Nelson responded, “I don’t think they were treated any way that they please. I think you’re right that these prisoners were treated differently than other prisoners in their out-of-cell time, but it seems to be consistent with the overall regulations because of the uniqueness of the prisoners coming over.”

Nelson added that it might be impossible for the court to determine whether formerly segregated prisoners are being treated differently than general population. “Yes there’s 10 hours recommended, but if you were to go look at the non-SHU population, they probably have less than 10 hours as well, on average.”

Nelson also said he didn’t think the settlement precludes the CDCR from using its discretion in allocating out-of-cell time. 

“The prison authorities have discretion but that discretion has its limitations,” Miller responded. “If they’re going to treat somebody as if they’re going to be on restrictive housing it has to be on the basis of disciplinary infractions that would justify that kind of treatment.”

U.S. Circuit Judge Clifford Wallace, a Richard Nixon appointee, said he has heard many prisoner civil rights cases, and this one is so complex that the parties may want to consider the circuit’s mediation program. 

“I think it might be wise, while you both have it on your minds to see whether or not you want to try mediation. This case is complicated enough.
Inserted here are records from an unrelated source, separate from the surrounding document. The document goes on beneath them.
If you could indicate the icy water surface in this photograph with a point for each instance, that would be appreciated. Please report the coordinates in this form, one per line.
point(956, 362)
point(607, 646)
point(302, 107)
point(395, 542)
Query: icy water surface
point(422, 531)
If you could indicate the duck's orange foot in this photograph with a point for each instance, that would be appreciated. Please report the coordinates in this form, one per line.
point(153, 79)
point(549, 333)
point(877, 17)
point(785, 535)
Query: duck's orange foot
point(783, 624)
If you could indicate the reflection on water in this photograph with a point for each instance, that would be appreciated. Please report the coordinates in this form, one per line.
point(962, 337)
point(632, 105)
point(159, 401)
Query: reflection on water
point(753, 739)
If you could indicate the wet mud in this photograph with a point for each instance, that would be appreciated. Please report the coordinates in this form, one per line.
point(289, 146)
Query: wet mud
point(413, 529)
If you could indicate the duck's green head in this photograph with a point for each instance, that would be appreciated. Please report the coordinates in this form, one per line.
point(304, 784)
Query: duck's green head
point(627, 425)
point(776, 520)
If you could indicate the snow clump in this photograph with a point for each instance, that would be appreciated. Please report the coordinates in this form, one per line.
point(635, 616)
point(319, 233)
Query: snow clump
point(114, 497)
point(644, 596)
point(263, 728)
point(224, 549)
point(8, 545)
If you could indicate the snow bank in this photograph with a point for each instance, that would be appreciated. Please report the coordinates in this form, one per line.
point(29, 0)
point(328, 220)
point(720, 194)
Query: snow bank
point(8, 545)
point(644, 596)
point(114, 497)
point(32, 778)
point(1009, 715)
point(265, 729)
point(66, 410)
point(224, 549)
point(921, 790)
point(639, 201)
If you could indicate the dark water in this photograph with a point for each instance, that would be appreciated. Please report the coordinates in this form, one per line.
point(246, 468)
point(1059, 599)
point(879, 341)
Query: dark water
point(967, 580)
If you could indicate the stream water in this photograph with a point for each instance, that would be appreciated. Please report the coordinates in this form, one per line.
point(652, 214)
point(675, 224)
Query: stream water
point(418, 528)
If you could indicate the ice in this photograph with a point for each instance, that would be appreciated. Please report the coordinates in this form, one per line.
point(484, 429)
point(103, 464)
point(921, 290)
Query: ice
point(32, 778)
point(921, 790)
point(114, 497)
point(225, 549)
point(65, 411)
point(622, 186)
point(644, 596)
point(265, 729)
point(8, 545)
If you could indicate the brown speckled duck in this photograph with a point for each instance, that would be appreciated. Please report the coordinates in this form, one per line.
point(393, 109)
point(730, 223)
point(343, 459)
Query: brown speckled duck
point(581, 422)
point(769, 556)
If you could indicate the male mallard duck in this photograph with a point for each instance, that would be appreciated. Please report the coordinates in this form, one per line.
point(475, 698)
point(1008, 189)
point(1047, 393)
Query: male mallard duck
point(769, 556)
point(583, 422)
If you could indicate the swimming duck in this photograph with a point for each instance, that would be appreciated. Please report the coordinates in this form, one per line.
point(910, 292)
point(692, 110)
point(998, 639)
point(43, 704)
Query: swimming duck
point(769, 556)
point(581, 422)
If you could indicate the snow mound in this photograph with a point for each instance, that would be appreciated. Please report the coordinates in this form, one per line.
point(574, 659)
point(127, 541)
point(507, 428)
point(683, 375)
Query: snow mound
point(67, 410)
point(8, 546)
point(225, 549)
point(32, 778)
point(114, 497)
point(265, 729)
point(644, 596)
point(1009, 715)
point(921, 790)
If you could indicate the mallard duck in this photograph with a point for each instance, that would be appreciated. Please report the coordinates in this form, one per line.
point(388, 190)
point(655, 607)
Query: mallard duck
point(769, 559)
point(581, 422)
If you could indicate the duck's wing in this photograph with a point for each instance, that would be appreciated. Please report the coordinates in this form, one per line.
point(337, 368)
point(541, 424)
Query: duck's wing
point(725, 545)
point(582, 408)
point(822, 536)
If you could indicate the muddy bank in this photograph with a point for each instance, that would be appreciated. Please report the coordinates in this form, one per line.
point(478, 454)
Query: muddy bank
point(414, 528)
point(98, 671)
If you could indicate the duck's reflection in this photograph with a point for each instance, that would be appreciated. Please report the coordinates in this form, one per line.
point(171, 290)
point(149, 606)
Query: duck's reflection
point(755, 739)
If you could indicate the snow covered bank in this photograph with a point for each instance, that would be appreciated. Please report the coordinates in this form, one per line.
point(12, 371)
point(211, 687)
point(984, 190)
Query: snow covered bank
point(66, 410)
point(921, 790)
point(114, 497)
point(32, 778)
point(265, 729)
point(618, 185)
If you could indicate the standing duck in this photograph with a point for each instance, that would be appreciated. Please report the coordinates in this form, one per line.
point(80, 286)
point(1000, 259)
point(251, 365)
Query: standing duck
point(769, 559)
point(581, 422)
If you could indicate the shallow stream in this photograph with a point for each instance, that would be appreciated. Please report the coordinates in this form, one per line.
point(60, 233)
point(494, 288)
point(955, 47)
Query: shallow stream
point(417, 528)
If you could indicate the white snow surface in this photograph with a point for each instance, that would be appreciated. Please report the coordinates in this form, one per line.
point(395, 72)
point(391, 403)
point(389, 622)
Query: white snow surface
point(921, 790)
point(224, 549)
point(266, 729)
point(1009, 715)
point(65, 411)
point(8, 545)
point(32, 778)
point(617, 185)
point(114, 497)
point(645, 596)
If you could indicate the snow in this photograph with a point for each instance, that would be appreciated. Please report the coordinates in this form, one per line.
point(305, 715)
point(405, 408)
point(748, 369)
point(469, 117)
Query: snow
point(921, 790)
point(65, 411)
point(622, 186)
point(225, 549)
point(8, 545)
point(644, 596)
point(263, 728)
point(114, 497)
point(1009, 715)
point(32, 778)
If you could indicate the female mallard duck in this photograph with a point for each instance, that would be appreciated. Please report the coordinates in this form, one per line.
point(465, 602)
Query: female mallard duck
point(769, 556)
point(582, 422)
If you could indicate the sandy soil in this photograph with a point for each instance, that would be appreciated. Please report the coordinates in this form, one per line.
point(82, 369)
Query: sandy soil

I suspect that whatever our decision is you’ll both disagree with part of it,” he said. “We’re giving you a last opportunity to come up with something that is mutually agreeable.”

He asked that both parties notify the court within two days whether they are amenable to mediation.

On Wednesday, the same panel took up the separate issue of whether the settlement should be extended for another year.

In 2019, U.S. Magistrate Judge Richard Illman granted the prisoners’ motion to extend the settlement, partly because continued due process violations threatened their parole eligibility.

Arguing for the prisoners, Center for Constitutional Rights President Jules Lobel said that since the settlement required state prisons to stop putting inmates in security housing units based on insubstantial evidence of gang affiliation, parole boards should be prevented from continuing to use those same gang validations to automatically disqualify inmates from seeking parole.

“Did the [complaint] ever make some claim that it was unconstitutional for the parole board to use the earlier SHU placement to make decisions on parole?” Gwin asked.

“We claim they were being deprived of liberty without due process in part because they were being denied parole, so yes, denial of parole is part of our due process liberty claim,” Lobel said.  “And it is still part of our due process claim in the sense that they are still being denied liberty by being denied parole based on unreliable, unconstitutional gang validations.”

He added, “We don’t care if the CDCR continues to keep the gang validation. We didn’t ask for nullification or expungement of the gang validation. We just stated the gang validation could not be used to deny people liberty and denying parole is denying them liberty.”

The panel took the arguments under submission.